This week I spent two wonderful days as a guest of CADW working at Chepstow Castle.
The castle is a gem, and it was a privilege to be shown some of its secrets by the conservation experts I was working with. We had awful weather but we didn’t mind, as working together, we were able to get a good plan of the 2nd floor of Martens tower and, for me at any rate, this is the finest kind of work there is!
The Architects Dept. of the national heritage body for Wales need surveys for site conservation and development. Following a demonstration at the Digital Past event in Cardiff earlier in the year the Architectural Technicians Team bought TheoLt Pro to work with their Leica 1200 series instrument.
I agreed to supply 2 days of ‘on demand’ training for Paul Hayes, Michael Hopkins and Tony Kinson who handle a variety of challenging projects which need critical survey information in real-time.
Survey is a key tool in site development of any kind, and heritage sites have very specific survey needs. The CADW team get most of their survey done by contract survey companies working under a framework agreement, but there is a constant need to get small tricky areas surveyed quickly to kick off a design scheme for new visitor accommodation such as ticket offices, access pathways and the like. Surveys need to be quick, in CAD, and annotated with levels in plan section and elevation.
The training session began with a quick assessment of training need and moved straight into practical procedures: getting a quick survey started using default orientation is a very useful way of getting the most out of limited site time, and the TheoLt ‘Default orientation’ option proved the point- once the kit is set up you can begin collecting precise 3D wire frame in minutes!
Its worth remembering TheoLt was designed for just this kind of scenario; a CAD plot of a single wall profile can make all the difference in project design and the software puts the absolute minimum between the surveyor and the CAD drawing. The CADW team are focused on solving project information needs and were impressed with the direct to DWG approach.
Working as training and support for Latimer CAD I find building a good relationship with TheoLt users rewarding and fun: its great to know CADW are able to get the most out of their 1200 now they can work with TheoLt!
We quickly worked through our training agenda:
- Quick start
- Preparing plans
- the 3 methods of orientation
- using UCS for 3d views
- handling linetypes and line typescale
- checking precision
- level annotation using attributed blocks
- toolbar customisation
- working with AutoCAD alternatives- BricsCAD
- TPS 1200 interface. the pdf on this is here
Getting to know the ‘most wanted’ AutoCAD commands in surveying turned out to take up almost as much of our time as getting to know the TheoLt interface, this was no surprise to me as I know when TheoLt is used well it’s virtually invisible, making the job an AutoCAD one rather than a surveying one!

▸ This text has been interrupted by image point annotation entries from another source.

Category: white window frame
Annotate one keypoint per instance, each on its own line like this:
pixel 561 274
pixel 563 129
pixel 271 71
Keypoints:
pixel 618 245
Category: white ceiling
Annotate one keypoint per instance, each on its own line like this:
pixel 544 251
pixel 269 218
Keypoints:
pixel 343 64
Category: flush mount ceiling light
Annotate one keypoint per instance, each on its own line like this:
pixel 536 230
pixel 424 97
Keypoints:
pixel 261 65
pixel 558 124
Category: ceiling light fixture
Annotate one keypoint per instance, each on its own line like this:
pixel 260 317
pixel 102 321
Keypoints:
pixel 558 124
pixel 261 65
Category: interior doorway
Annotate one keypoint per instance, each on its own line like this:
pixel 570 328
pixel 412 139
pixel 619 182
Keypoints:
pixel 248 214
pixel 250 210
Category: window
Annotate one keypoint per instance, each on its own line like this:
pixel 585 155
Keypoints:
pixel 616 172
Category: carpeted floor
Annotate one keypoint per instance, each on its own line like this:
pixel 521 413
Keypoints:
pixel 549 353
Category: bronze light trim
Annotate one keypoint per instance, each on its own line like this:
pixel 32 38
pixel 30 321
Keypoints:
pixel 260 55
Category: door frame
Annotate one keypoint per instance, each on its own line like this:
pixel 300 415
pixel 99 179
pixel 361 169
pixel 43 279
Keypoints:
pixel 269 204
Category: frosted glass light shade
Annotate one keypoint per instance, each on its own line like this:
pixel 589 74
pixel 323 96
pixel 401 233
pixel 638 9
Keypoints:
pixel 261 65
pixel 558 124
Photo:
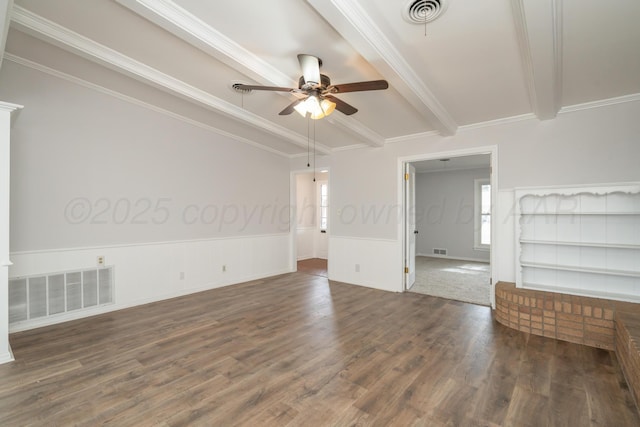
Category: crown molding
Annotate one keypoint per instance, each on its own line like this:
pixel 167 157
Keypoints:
pixel 53 33
pixel 541 53
pixel 80 82
pixel 181 23
pixel 600 103
pixel 351 20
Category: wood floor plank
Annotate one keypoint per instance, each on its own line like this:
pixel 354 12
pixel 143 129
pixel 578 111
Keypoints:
pixel 298 350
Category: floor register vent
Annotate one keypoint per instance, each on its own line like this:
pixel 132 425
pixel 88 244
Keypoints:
pixel 41 296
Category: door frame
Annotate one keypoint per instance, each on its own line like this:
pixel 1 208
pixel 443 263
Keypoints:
pixel 492 150
pixel 293 218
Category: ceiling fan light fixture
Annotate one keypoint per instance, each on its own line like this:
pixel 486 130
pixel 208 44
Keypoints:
pixel 317 109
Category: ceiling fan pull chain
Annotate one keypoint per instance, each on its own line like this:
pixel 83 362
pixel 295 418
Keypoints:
pixel 308 143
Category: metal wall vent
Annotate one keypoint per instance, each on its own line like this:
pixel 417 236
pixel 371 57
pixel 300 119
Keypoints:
pixel 423 11
pixel 37 297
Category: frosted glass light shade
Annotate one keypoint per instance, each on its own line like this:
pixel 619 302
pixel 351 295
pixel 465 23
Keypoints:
pixel 317 109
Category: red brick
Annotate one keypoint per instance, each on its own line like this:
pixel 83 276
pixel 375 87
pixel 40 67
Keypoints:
pixel 570 317
pixel 549 326
pixel 564 325
pixel 599 322
pixel 598 330
pixel 608 314
pixel 536 325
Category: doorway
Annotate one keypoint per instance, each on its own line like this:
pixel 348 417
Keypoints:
pixel 310 227
pixel 447 226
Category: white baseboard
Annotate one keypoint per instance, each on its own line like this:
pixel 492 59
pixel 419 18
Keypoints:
pixel 455 258
pixel 81 314
pixel 153 272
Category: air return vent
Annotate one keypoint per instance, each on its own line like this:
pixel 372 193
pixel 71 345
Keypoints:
pixel 423 11
pixel 38 297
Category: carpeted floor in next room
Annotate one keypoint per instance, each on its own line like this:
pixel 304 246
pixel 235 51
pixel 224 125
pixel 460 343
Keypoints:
pixel 465 281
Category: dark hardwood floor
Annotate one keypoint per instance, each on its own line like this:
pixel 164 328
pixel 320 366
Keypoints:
pixel 296 350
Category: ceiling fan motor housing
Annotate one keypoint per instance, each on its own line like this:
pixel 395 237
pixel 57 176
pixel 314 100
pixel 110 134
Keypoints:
pixel 325 82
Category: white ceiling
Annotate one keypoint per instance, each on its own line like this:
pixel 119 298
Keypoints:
pixel 480 61
pixel 447 164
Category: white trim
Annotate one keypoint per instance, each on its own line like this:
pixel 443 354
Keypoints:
pixel 493 151
pixel 352 21
pixel 600 103
pixel 80 314
pixel 412 137
pixel 96 52
pixel 454 258
pixel 542 72
pixel 76 80
pixel 128 245
pixel 180 22
pixel 368 239
pixel 477 214
pixel 498 122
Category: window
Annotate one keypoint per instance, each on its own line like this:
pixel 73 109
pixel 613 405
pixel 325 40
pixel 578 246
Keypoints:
pixel 482 214
pixel 324 206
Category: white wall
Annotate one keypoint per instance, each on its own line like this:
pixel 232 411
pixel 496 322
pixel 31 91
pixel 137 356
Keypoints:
pixel 597 145
pixel 445 213
pixel 306 215
pixel 94 175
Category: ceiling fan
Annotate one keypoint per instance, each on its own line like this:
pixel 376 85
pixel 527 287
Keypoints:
pixel 315 92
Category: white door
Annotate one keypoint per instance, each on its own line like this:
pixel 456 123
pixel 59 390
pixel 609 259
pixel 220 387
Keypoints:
pixel 322 191
pixel 410 225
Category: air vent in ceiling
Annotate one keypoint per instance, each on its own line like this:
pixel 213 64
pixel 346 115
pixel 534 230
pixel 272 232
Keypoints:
pixel 423 11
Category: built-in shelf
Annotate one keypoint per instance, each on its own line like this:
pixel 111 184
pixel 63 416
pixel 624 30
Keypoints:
pixel 580 244
pixel 595 294
pixel 580 213
pixel 588 236
pixel 579 269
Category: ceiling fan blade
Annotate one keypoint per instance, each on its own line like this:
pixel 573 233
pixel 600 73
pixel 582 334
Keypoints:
pixel 310 66
pixel 255 87
pixel 342 106
pixel 359 86
pixel 290 107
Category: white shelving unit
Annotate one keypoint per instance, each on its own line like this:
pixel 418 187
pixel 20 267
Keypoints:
pixel 580 240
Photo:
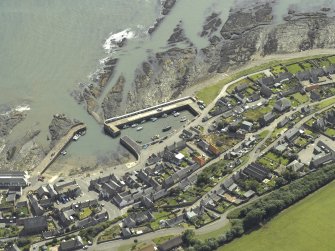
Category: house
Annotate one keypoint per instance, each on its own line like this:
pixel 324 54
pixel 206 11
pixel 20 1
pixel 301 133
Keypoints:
pixel 291 134
pixel 254 97
pixel 280 149
pixel 303 75
pixel 190 215
pixel 147 202
pixel 148 248
pixel 283 76
pixel 37 209
pixel 246 126
pixel 265 91
pixel 257 171
pixel 35 225
pixel 283 122
pixel 315 96
pixel 267 81
pixel 129 222
pixel 72 244
pixel 12 247
pixel 171 244
pixel 330 69
pixel 267 119
pixel 203 145
pixel 306 109
pixel 66 216
pixel 282 105
pixel 126 233
pixel 248 194
pixel 241 87
pixel 200 159
pixel 13 179
pixel 214 150
pixel 319 125
pixel 295 166
pixel 322 160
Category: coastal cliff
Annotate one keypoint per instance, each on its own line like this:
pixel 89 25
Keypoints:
pixel 233 43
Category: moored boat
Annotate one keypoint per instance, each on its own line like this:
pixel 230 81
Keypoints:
pixel 155 137
pixel 165 129
pixel 183 119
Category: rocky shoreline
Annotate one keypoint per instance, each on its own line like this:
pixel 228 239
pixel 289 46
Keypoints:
pixel 232 44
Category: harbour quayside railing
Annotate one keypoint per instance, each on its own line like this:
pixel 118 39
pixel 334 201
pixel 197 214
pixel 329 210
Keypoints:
pixel 148 109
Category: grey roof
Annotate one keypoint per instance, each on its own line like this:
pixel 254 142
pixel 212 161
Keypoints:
pixel 72 244
pixel 282 104
pixel 171 244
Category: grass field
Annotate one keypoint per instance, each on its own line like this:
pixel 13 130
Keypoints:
pixel 209 93
pixel 307 226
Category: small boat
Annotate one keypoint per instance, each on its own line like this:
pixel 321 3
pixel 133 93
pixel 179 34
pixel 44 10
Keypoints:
pixel 183 119
pixel 76 137
pixel 165 129
pixel 155 137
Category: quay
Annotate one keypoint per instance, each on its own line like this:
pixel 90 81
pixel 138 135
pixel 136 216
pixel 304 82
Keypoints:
pixel 56 150
pixel 113 126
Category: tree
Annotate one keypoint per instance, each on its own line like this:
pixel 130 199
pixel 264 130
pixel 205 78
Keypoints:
pixel 203 179
pixel 188 237
pixel 253 218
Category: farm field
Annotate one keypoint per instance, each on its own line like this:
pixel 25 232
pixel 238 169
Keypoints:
pixel 308 225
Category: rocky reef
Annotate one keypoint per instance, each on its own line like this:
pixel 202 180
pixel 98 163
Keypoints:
pixel 59 126
pixel 9 120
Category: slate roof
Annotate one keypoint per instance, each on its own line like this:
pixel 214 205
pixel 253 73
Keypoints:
pixel 256 171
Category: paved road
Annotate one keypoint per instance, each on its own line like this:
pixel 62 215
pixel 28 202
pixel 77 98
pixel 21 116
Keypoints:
pixel 53 154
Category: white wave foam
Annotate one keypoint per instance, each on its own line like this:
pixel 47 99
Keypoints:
pixel 116 38
pixel 22 108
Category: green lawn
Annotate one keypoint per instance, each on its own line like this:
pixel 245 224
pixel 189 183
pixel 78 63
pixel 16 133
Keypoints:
pixel 257 76
pixel 293 68
pixel 209 93
pixel 325 103
pixel 301 98
pixel 215 233
pixel 307 226
pixel 85 213
pixel 330 132
pixel 332 59
pixel 277 69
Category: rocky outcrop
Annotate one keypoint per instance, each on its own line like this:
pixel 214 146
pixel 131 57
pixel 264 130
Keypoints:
pixel 166 6
pixel 246 33
pixel 113 99
pixel 59 126
pixel 9 120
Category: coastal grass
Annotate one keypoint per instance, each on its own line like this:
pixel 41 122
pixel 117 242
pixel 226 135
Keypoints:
pixel 162 239
pixel 209 93
pixel 325 103
pixel 307 225
pixel 213 234
pixel 294 68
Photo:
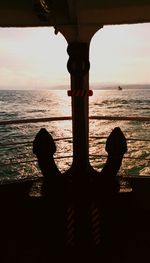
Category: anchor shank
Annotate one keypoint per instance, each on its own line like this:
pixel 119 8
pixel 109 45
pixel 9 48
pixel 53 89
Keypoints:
pixel 78 67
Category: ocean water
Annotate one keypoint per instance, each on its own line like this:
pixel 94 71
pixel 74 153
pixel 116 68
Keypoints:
pixel 16 157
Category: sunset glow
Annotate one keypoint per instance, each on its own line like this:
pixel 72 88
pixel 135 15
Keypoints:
pixel 36 57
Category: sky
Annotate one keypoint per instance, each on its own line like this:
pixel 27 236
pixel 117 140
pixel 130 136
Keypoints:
pixel 36 57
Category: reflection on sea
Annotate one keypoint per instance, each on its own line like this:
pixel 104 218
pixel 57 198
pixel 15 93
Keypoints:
pixel 18 161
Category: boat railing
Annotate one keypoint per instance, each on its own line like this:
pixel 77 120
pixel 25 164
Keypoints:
pixel 13 161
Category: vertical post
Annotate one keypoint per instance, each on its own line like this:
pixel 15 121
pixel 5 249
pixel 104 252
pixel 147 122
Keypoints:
pixel 78 67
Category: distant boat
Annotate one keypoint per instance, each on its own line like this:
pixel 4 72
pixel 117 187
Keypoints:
pixel 119 88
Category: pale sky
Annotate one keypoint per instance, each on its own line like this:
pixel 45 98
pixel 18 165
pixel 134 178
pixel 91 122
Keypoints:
pixel 37 58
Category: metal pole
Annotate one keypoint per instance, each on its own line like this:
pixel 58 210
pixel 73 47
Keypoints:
pixel 78 67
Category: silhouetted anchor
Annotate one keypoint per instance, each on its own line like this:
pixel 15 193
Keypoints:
pixel 83 206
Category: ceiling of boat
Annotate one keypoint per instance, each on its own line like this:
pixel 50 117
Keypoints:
pixel 29 13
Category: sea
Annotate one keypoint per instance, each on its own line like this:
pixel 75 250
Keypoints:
pixel 17 160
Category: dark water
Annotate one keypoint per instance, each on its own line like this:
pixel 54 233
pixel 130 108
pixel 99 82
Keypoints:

CADW need sections, levels and plans of the ‘hard to reach’ parts of their monuments and sites and this is just where the flexibility of TheoLt is an asset to the CADW team. At the very beginning of our session I was told the frequency of survey activity in the workgroup was very variable and they needed a method that is simple enough to pick up months after last use. By the time we packed up at the close of the session I was cheered to hear user comment like ‘this is so much better that what we did before; you can see your mistakes as you make them!’
Driving home along the banks of the River Severn I was reminded of my first days doing CAD surveys and how often I would get stuck and have no help at all ( it was ‘PenMap’ in those days) and I look forward to the CADW teams first site survey with TheoLt because, of course, I’ll be there if needed to build the skills required; I have opened the door of opportunity for these surveyors and I am proud to have been invited to do so!